My wife nodded, immediately understanding. “But it was I who abused it.”

“No, it was the world…the world in my likeness. You know what I would have wished?”

“What?” She sniffed.

“That everyone in the world could have a heart as beautiful as yours. That everyone had such good intentions.” I sighed, touching her cheek, enjoying her blush.

“Excuse me, sir.” A voice coughed beside me. The boy must have been there by the dumpster the entire time.

“Oh, dear. Are you alright?” It was as if my wife was speaking through my own mouth. “Here,” I grabbed the veggies I was still holding. “Take this.”

As I decided how he could cook the fish, deciding to take him home with us, he turned and looked at me and his eyes brought on a flood of emotions. It wasn’t a he…it was a she. The she that had given me the first wish. Only this time, her haunted eyes, void of emotion, were lighter, fuller of a resemblance of joy.

I couldn’t speak, only stared.

“You did it.” She smiled.

“Did what?” I stood confused. Then I realized I had just made a wish. “Oh…you mean everyone will now have a heart like my wife’s? A heart full of love?”

She shook her head. “That’s impossible! But…for now…your heart is full of love, correct?”

I nodded. She was right. It was so foreign to me, I could taste metal in my mouth.

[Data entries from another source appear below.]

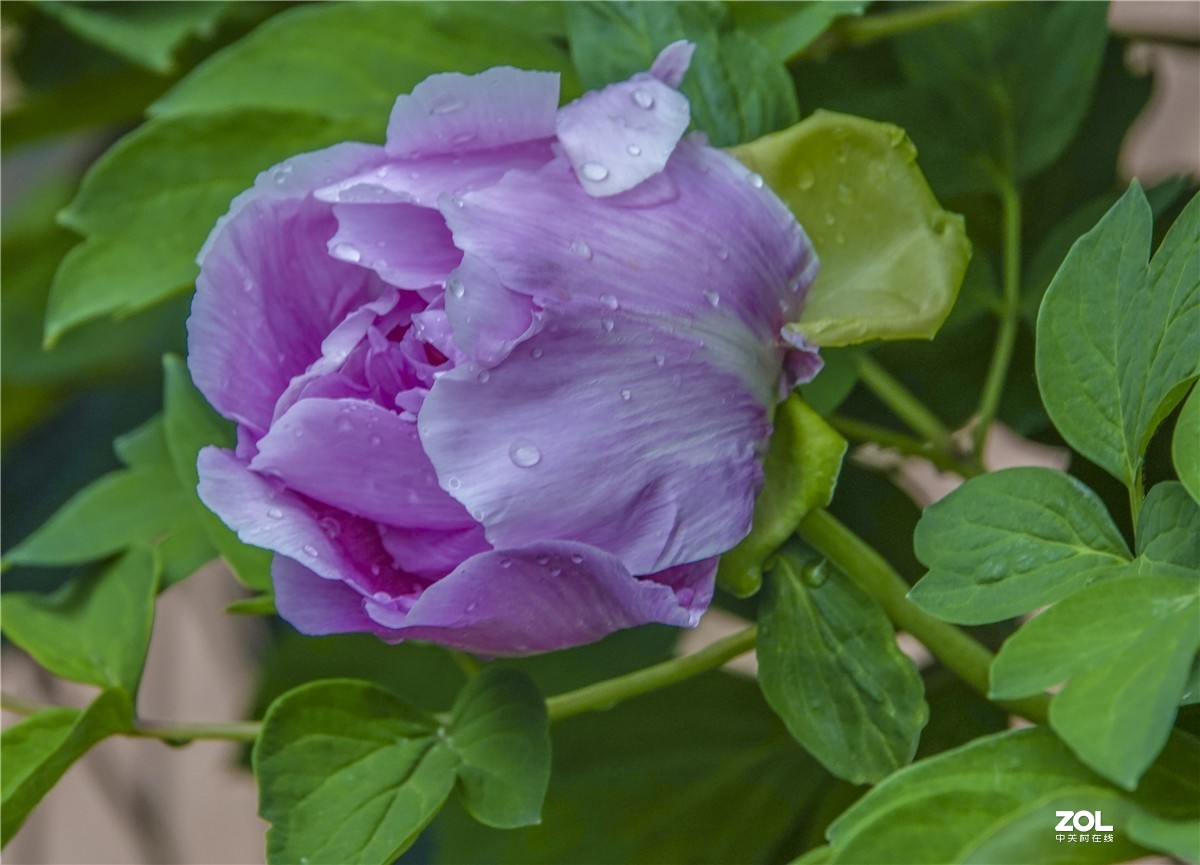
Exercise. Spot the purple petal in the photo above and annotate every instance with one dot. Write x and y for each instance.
(268, 293)
(607, 430)
(541, 598)
(406, 245)
(359, 457)
(672, 62)
(618, 137)
(457, 113)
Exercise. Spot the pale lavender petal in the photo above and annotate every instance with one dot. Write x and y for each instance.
(618, 137)
(406, 245)
(359, 457)
(672, 62)
(268, 292)
(538, 599)
(609, 430)
(460, 113)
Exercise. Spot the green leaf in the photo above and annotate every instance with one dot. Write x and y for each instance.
(501, 731)
(892, 260)
(347, 773)
(1186, 445)
(801, 474)
(147, 34)
(1009, 85)
(1169, 527)
(737, 89)
(352, 60)
(147, 205)
(829, 666)
(39, 750)
(1126, 647)
(191, 425)
(95, 629)
(787, 29)
(1180, 838)
(1119, 340)
(1008, 541)
(989, 787)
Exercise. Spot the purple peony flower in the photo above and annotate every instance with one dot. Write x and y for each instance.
(505, 382)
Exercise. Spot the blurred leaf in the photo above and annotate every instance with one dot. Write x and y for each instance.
(147, 34)
(700, 773)
(347, 773)
(1126, 647)
(349, 61)
(147, 205)
(138, 506)
(1105, 384)
(501, 731)
(829, 666)
(96, 629)
(1186, 445)
(892, 259)
(1002, 791)
(1008, 541)
(787, 29)
(1011, 84)
(1169, 527)
(190, 424)
(801, 474)
(737, 89)
(39, 750)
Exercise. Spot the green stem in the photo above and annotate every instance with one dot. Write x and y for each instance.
(851, 32)
(1009, 313)
(953, 647)
(607, 694)
(858, 431)
(906, 407)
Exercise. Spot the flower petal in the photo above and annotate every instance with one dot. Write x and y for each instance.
(406, 245)
(359, 457)
(618, 137)
(268, 293)
(457, 113)
(545, 596)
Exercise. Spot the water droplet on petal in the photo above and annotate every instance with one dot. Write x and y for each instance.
(347, 252)
(593, 172)
(525, 454)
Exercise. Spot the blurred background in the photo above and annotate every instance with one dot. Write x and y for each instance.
(139, 802)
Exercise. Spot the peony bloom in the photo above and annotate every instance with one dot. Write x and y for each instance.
(505, 382)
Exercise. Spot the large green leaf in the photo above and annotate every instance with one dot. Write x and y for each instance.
(1120, 338)
(892, 260)
(150, 200)
(1008, 85)
(347, 773)
(1186, 445)
(1008, 541)
(1002, 792)
(802, 472)
(144, 32)
(829, 666)
(737, 89)
(39, 750)
(95, 629)
(190, 424)
(499, 728)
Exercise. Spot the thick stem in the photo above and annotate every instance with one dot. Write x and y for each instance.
(1009, 313)
(953, 647)
(906, 407)
(607, 694)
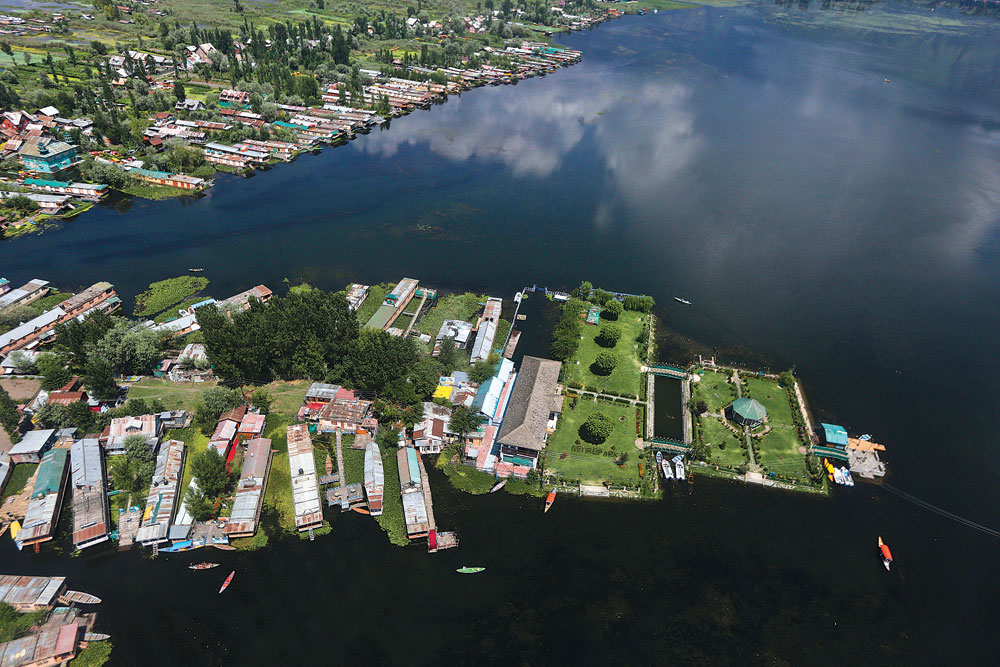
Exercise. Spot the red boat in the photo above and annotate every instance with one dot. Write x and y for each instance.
(226, 583)
(886, 554)
(551, 498)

“I didn’t to that…you did. Only you can make that choice. I can’t…just as I can’t for anyone else. But…in reality, you have more power than I do to change them…” She cocked her head to the side. “This love is contagious, but only if you let it show.”

“So…what now?” I shook my head. “I can’t end this! The world is over! There’s nothing I can do! No amount of generosity can change that!”

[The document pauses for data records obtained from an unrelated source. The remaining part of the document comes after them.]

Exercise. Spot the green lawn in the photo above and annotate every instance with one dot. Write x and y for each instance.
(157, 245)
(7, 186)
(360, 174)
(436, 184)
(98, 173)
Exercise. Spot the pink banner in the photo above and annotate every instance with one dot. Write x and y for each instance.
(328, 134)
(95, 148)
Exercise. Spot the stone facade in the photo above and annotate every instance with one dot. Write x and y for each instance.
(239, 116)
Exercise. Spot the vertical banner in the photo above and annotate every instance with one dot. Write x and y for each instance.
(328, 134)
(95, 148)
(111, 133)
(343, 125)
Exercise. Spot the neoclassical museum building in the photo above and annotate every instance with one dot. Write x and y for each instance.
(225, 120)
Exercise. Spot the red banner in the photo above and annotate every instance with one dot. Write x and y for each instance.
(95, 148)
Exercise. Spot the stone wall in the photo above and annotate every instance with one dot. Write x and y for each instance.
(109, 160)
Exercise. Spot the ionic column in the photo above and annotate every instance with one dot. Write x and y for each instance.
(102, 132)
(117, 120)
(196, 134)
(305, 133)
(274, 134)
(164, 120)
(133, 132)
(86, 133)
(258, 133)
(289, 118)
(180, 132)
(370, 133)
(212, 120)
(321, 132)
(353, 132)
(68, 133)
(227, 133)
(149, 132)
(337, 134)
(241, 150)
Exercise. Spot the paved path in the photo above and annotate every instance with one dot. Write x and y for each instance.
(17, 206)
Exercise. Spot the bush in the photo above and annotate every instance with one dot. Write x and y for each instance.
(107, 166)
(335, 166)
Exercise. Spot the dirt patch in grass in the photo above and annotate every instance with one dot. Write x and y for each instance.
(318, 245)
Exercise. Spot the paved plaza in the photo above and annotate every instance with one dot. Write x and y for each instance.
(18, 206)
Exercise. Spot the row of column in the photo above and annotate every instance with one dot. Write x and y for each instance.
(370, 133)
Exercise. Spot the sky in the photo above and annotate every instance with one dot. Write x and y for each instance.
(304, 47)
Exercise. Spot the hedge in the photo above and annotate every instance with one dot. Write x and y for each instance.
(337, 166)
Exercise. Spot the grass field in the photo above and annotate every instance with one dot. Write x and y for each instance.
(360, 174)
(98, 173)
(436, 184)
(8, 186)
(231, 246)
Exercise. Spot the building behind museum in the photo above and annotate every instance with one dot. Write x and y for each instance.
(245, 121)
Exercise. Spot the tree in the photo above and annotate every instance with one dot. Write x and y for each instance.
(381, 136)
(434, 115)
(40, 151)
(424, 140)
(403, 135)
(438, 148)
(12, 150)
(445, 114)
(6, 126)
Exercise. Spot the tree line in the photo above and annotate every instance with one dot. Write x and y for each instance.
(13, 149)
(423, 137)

She shook her head. “No. But now that your own little world is brighter…and isn’t ending, it will be easier to see…that…what you saw…was only a reflection. It’s always just a reflection.”

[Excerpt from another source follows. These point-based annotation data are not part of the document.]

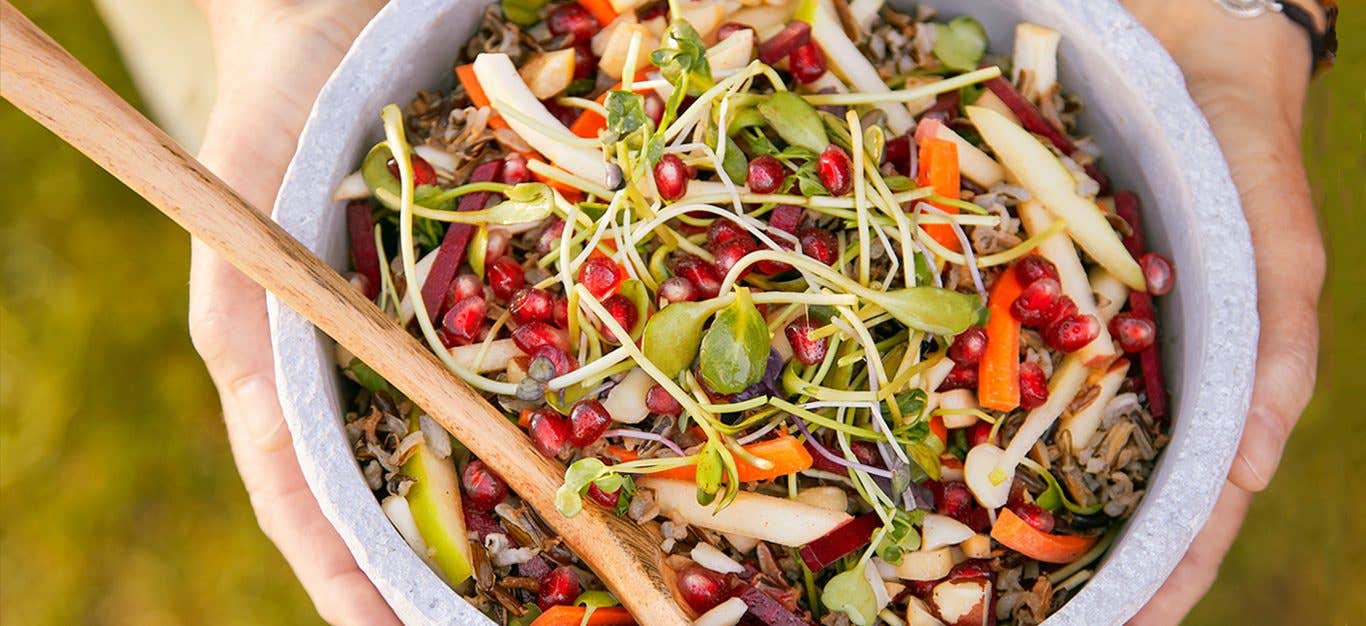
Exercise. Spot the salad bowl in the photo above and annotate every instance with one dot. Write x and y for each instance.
(1154, 141)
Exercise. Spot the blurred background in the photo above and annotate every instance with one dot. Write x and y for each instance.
(119, 502)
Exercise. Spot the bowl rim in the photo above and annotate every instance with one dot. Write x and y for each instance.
(1186, 483)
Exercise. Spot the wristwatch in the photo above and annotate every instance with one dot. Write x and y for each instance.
(1322, 41)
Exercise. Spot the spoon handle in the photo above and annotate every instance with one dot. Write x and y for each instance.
(55, 89)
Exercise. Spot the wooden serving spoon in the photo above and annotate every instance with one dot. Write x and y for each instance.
(48, 84)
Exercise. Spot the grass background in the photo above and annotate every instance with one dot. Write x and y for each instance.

In the oddest moment, it started raining. I stared at the ground and noticed a puddle. There, I could see myself. Only…I wasn’t the same…I was clean, well-dressed. I was…

Taking a look around me I saw that I was back at the hospital. It was before the fall…before the wish. But how long before? The girl wasn’t nearby. Running up to my wife’s room, I was surprised that I remembered the room number. But even more surprised when I saw her there…sick again…but looking better than she had in years!

“Oh! It’s nice to see you too!” She laughed weakly. I was happy…but then, realizing she was sick again, I started crying. “What’s wrong?”

“You’re sick.” I sniffed, unable to speak due to everything that had happened…or didn’t happen.

“Honey,” She laughed. “I’ll be fine. It’s just the flu. I know, we should have come sooner. This case is a little out of hand, but-“

I interrupted her with a hug, unable to understand this paradox. My wife didn’t have cancer?

A throat cleared behind me and I let her go.

The nurse didn’t look at me but talked to my wife. “You’ll be out of here later today, ma’am. And you listen to your husband. You had it bad. You know, you could have died!”

My wife laughed and the nurse turned around, shocking me. It was the girl. “Now if your wife gets sick again, bring her in, please. Look after her. Oh,” she whispered to me. “I’m not really supposed to get involved, but, you two really got to me. What’s one little tweak and exception, anyway?”

“What’s that?” My wife asked.

“Oh,” the nurse smiled. “I got you an extra chocolate chip cookie for lunch.”

“Well, isn’t that sweet?” my wife smiled at me.

I nodded. “Yes…yes, it is.”

“Ahh!” My wife’s scream scared me. “It’s your birthday!”

With a sigh of relief, I chuckled.

“What do you want to do?”

“Hmm…” I bit my lip, and took her hand. “Let’s change the world.”